Research Programme on Biomedical Informatics (GRIB),Hospital del Mar Research Institute, Barcelona, Spain.
Catalan Institute for Research and Advanced Studies (ICREA), Barcelona, Spain.
Genome Biol Evol. 2024 Jul 3;16(7). doi: 10.1093/gbe/evae126.
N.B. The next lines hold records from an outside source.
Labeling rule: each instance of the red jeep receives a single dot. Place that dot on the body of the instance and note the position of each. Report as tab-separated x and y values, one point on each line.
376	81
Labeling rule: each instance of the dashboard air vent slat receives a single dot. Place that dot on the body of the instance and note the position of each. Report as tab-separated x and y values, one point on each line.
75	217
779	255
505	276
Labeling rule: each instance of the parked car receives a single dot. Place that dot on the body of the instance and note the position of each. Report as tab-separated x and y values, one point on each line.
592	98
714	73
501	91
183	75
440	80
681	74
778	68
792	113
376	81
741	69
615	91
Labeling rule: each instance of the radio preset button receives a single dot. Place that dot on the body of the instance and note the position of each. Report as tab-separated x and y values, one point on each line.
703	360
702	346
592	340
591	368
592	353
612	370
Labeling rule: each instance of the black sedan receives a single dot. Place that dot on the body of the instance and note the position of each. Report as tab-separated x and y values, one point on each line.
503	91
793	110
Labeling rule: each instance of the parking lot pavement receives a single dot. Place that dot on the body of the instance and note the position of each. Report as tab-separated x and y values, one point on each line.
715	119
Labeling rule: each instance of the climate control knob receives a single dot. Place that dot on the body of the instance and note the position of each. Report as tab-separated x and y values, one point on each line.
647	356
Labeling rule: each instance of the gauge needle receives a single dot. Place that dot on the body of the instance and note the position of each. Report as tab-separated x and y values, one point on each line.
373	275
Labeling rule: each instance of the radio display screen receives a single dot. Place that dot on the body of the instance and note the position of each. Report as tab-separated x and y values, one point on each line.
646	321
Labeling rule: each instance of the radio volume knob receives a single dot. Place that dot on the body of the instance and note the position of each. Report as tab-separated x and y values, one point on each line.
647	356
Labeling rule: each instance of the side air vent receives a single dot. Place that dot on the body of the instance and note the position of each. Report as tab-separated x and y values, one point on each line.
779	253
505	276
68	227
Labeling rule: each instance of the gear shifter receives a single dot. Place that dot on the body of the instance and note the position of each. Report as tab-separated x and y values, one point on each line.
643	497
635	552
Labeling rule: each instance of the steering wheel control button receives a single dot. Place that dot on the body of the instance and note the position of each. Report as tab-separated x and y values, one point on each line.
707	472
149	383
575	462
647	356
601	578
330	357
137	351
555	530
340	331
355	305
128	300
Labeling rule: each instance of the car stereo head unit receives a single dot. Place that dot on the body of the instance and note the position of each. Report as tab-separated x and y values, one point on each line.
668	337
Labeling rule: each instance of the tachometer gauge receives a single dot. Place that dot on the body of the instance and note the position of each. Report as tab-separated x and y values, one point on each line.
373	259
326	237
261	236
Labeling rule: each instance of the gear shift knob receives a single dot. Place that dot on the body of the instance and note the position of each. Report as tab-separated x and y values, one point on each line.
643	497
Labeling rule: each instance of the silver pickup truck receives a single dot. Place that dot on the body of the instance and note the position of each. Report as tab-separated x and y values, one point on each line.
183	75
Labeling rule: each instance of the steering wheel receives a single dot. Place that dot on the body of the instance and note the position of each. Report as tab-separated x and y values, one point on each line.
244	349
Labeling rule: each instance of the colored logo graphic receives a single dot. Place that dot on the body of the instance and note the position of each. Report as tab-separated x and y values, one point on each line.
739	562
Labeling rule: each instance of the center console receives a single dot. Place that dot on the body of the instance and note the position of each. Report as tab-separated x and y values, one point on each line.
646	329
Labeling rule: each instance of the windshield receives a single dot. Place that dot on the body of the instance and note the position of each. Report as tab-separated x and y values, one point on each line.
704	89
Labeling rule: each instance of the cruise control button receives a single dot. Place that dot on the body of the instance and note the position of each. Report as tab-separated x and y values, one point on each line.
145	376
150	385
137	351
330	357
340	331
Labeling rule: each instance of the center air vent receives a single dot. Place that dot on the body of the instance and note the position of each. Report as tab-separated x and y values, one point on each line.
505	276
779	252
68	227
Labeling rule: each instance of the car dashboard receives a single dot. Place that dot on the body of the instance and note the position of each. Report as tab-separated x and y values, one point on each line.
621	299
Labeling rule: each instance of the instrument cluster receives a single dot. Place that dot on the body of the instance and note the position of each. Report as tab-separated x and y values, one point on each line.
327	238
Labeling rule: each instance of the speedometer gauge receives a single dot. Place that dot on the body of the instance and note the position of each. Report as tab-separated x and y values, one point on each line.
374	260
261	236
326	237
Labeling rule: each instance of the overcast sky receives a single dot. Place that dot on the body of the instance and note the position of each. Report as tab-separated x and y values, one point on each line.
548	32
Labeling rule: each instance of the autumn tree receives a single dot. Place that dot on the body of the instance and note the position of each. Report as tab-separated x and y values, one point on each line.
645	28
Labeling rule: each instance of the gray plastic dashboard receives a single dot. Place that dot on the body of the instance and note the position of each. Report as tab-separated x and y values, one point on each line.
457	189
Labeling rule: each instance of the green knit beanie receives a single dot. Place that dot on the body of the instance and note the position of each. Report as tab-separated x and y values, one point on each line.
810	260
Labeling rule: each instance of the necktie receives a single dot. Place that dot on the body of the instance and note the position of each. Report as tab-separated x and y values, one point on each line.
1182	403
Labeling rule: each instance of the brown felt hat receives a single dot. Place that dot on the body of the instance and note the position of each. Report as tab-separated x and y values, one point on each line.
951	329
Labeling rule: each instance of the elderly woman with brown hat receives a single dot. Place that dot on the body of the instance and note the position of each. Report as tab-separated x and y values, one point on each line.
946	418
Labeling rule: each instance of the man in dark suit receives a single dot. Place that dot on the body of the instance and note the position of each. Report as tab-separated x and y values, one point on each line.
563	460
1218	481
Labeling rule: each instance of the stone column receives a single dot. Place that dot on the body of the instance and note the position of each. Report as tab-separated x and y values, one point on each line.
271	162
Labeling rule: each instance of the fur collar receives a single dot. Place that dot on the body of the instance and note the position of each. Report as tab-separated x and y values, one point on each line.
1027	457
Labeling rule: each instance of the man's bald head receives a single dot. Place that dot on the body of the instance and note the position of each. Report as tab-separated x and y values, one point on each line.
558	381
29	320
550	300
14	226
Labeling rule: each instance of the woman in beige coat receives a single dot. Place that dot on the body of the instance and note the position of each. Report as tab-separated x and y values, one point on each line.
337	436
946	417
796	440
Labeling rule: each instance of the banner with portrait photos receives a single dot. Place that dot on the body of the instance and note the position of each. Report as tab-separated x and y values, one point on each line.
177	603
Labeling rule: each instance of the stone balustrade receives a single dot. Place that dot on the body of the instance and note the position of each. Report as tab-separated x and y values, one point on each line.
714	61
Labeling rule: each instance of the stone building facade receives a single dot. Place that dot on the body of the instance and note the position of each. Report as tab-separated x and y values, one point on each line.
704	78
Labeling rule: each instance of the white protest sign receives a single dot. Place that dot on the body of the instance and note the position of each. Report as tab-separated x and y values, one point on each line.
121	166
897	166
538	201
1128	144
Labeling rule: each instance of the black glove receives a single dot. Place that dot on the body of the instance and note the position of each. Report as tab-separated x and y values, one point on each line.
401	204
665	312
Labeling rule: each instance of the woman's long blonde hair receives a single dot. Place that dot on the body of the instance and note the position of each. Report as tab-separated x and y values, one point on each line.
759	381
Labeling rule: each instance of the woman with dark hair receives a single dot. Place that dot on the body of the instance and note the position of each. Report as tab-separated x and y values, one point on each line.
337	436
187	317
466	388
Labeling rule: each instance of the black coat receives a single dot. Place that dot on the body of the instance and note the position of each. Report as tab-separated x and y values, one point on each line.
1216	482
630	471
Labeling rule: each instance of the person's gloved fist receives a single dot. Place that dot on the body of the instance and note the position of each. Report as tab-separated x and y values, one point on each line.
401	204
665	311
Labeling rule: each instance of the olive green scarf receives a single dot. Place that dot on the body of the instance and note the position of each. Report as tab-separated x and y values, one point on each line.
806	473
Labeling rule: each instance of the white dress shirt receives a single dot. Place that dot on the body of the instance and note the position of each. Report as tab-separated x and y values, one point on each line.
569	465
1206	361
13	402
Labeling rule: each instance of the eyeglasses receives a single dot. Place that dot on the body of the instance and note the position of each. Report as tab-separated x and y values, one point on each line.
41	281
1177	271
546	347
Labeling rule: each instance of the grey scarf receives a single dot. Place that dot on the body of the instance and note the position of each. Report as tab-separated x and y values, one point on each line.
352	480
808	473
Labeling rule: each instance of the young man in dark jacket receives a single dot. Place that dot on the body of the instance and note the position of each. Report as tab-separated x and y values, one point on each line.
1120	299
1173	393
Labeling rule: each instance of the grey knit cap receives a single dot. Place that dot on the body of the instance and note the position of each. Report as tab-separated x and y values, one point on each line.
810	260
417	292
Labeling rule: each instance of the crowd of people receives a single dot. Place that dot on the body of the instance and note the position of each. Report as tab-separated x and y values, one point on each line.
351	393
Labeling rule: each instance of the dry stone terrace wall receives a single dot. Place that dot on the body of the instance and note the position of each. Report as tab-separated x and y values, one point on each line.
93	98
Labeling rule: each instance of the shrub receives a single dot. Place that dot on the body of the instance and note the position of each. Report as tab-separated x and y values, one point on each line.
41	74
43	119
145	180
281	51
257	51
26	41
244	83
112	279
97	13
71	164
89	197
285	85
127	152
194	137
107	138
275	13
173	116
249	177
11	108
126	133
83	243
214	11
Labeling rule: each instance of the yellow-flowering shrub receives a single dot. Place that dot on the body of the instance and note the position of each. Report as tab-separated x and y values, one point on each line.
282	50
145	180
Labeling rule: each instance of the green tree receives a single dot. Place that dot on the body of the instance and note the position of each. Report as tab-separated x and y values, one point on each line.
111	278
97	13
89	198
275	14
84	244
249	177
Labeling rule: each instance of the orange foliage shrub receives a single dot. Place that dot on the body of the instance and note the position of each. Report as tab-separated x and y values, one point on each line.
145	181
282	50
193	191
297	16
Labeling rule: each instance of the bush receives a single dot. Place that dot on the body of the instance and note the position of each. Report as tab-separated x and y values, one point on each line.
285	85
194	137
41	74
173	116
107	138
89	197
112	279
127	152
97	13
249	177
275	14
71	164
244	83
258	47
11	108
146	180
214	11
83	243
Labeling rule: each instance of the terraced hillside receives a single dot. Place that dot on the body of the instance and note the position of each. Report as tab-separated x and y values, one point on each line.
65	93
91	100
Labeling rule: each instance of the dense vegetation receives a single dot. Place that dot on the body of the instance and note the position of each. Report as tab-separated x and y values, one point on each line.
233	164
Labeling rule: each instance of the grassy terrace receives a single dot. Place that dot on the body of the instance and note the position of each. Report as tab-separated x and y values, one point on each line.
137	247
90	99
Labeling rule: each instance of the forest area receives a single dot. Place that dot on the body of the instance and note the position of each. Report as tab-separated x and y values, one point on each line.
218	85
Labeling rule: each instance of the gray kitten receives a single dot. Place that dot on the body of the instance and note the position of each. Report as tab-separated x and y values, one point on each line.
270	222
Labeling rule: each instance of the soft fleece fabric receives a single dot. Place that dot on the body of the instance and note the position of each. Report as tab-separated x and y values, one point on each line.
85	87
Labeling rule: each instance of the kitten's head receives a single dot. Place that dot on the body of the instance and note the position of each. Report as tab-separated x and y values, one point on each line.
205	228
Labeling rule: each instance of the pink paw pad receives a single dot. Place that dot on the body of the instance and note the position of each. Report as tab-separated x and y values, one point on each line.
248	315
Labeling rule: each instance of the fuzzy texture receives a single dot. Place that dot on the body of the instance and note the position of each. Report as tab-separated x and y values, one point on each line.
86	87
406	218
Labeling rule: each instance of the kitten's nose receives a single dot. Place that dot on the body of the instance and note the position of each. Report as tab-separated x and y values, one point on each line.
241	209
During evolution, new open reading frames (ORFs) with the potential to give rise to novel proteins continuously emerge. A recent compilation of noncanonical ORFs with translation signatures in humans has identified thousands of cases with a putative de novo origin. However, it is not known which is their distribution in the population. Are they universally translated? Here, we use ribosome profiling data from 65 lymphoblastoid cell lines from individuals of Yoruba origin to investigate this question. We identify 2,587 de novo ORFs translated in at least one of the cell lines. In line with their de novo origin, the encoded proteins tend to be smaller than 100 amino acids and encode positively charged proteins. We observe that the de novo ORFs are more polymorphic in the population than the set of canonical proteins, with a substantial fraction of them being translated in only some of the cell lines. Remarkably, this difference remains significant after controlling for differences in the translation levels. These results suggest that variations in the level translation of de novo ORFs could be a relevant source of intraspecies phenotypic diversity in humans.
在进化过程中,具有产生新蛋白质潜力的新开放阅读框(ORFs)不断出现。最近在人类中具有翻译特征的非规范 ORFs 的综合汇编已经确定了数千个具有新起源的案例。然而,目前尚不清楚它们在人群中的分布情况。它们是否普遍被翻译?在这里,我们使用来自具有约鲁巴血统的 65 个人类淋巴母细胞系的核糖体分析数据来研究这个问题。我们在至少一个细胞系中鉴定出了 2587 个新翻译的 ORFs。与它们的新起源一致,编码的蛋白质往往小于 100 个氨基酸,并且编码带正电荷的蛋白质。我们观察到,新的 ORFs 在人群中的多态性高于规范蛋白组,其中相当一部分只在一些细胞系中被翻译。值得注意的是,在控制翻译水平的差异后,这种差异仍然显著。这些结果表明,新的 ORFs 翻译水平的变化可能是人类种内表型多样性的一个重要来源。